ポケモンや宮崎作品で弾み
日本の文化外交といえば、伝統文化が中心でポップカルチャーは「格が低い」とみられていたものだが、ポケモンや宮崎作品のほか現代美術家、村上隆さんのポップアートが海外で高い評価を受けるなどクール・ジャパンの具現化が続き、2000年代に入ったからは「日本の経済振興やいわゆる『ソフトパワー』醸成の手段として重要視されるようになった」という。
ある国固有の伝統文化はその芸術的価値をアピールすることで、よその国でも受け入れられることは考えられる。だが「クール・ジャパン」の認知が世界で広まっても、ポップカルチャーではそうは簡単に広がりを得られないはず。そう考えた松井教授は、日本のポップカルチャーのなかでも、輸出には向かないとみられるマンガを例に、米国でのマーケティングをみたものだ。

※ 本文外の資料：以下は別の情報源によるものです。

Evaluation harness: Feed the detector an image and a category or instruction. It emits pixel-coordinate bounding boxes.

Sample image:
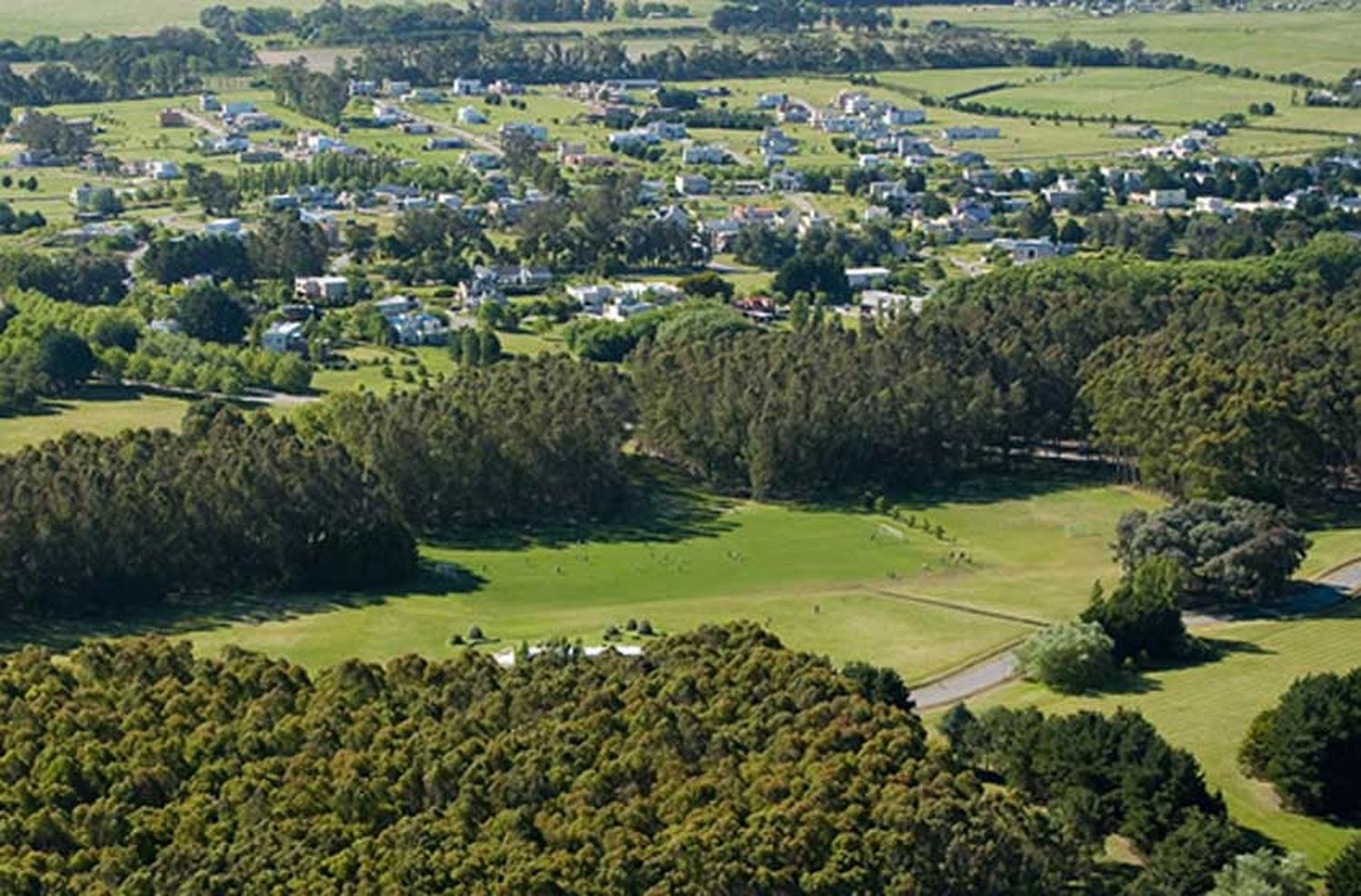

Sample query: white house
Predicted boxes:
[884,106,927,128]
[993,237,1059,264]
[1143,188,1187,208]
[203,218,241,237]
[459,106,487,125]
[941,125,1002,140]
[847,268,890,289]
[675,174,710,196]
[260,321,308,352]
[147,159,180,180]
[680,142,729,164]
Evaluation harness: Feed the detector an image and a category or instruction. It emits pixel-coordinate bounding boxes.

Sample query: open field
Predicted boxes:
[974,598,1361,871]
[181,480,1154,680]
[0,386,190,454]
[908,5,1361,80]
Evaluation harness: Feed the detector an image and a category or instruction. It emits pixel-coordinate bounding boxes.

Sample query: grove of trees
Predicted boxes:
[0,622,1225,896]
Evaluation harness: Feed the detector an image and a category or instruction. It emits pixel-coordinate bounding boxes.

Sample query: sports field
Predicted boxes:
[0,386,190,454]
[181,482,1156,680]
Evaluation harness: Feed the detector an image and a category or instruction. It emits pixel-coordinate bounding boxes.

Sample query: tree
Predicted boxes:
[1323,838,1361,896]
[38,330,95,394]
[844,663,914,711]
[1210,850,1314,896]
[1239,667,1361,816]
[176,283,250,346]
[1116,498,1309,605]
[478,327,501,365]
[247,212,329,280]
[770,251,851,305]
[677,270,737,299]
[1082,556,1190,664]
[1059,218,1088,246]
[1017,623,1115,692]
[1130,811,1249,896]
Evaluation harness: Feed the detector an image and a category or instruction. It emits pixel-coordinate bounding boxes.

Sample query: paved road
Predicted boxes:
[912,558,1361,710]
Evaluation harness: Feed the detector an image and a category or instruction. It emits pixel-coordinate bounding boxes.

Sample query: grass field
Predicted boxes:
[909,5,1361,80]
[974,598,1361,871]
[0,386,188,454]
[172,482,1154,680]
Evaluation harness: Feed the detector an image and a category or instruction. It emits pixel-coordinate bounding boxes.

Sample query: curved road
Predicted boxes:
[912,558,1361,710]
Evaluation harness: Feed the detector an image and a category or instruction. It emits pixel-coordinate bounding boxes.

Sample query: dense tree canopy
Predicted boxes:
[0,414,416,616]
[1241,669,1361,817]
[0,627,1105,896]
[1115,498,1309,605]
[301,355,632,533]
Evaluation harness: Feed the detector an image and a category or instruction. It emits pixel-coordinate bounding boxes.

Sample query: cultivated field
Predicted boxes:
[908,5,1361,80]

「本書が着目する『マンガ』は、ほぼ日本の国内市場で消費される形で創造され販売されてきたドメスティックな文化製品である。そうであるがゆえに、単に翻訳すれば別の国で売れるというほど話は簡単ではない」。たとえば、学園ものでは「先輩」「後輩」の関係がしばしば描かれるが、その観念がない米国人読者にどう翻訳するのか。『美味しんぼ』で登場する料理はどう説明すべきなのか。『ちびまる子ちゃん』で描かれる少し前の時代の日常は理解されるのだろうか。

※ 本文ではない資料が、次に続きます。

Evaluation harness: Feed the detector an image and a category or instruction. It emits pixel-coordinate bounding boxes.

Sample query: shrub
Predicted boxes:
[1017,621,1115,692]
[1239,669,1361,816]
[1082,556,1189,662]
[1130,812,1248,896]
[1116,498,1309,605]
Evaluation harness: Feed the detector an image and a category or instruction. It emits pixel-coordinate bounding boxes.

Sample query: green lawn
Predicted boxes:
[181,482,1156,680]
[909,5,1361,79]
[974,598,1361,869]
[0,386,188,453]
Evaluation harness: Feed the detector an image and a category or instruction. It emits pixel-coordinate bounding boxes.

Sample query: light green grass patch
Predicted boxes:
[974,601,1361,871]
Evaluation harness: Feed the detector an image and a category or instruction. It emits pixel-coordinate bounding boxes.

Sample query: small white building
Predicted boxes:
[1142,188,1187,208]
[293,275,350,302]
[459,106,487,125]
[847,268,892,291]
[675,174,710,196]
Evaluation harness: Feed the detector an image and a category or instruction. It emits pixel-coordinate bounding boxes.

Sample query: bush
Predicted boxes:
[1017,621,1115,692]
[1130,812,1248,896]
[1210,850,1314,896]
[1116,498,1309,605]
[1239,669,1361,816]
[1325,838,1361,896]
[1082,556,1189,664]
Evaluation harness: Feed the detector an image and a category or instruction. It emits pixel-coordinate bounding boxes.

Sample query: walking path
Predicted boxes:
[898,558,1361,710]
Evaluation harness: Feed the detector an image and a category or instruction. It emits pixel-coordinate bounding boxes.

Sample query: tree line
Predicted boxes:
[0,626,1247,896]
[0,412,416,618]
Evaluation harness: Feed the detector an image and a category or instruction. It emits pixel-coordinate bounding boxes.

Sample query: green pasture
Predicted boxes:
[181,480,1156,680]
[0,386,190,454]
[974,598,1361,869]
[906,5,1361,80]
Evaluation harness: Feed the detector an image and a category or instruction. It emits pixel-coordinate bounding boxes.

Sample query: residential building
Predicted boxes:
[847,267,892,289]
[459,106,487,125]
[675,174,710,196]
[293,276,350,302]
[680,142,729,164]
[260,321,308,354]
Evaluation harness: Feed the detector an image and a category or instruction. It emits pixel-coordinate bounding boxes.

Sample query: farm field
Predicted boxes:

ちょっと考えただけでも、これだけの「文化的障壁」が浮かぶマンガの米国輸出だが、米マンガ市場の規模は本書によれば、2002年には6000万ドルだったものが、07年には2憶1000万ドルに急成長。その後、リーマンショックなどにより落ち込んだが12年からは成長に転じている。
本書では、日本のマンガが米国市場に進出するために欠かせなかったイメージについての管理(スティグマ・マネジメント)や、年齢レーティングを慎重に重ねていった経緯や、日本系のアニメが実は1970年代にマーベル・コミックから出版されており、アメコミ文化のなかにも日本産マンガをめぐるビジネスの萌芽があったことが報告される。
また、日本の右→左のページ順を反転印刷して出版することから、右利きの主人公が左利きに描かれてしまったことや、たばこがタブー視されたことから、喫煙シーンでたばこだけがカットされる不自然なコマが出現したエピソードも紹介されている。
興味深かったのは、米国でもヒットした「らんま1/2」などの作者、高橋留美子さんが米国に招待されたときの様子。日本では人が集まりすぎるのでサイン会などができないのだが、米国ではその不満を解消するかのようにファンとの交流を楽しんでいたという。高橋さんの作品はどれも人気が高いが、米国でもなかなか軌道に乗れなかった日本系出版社の救世主的存在になったという。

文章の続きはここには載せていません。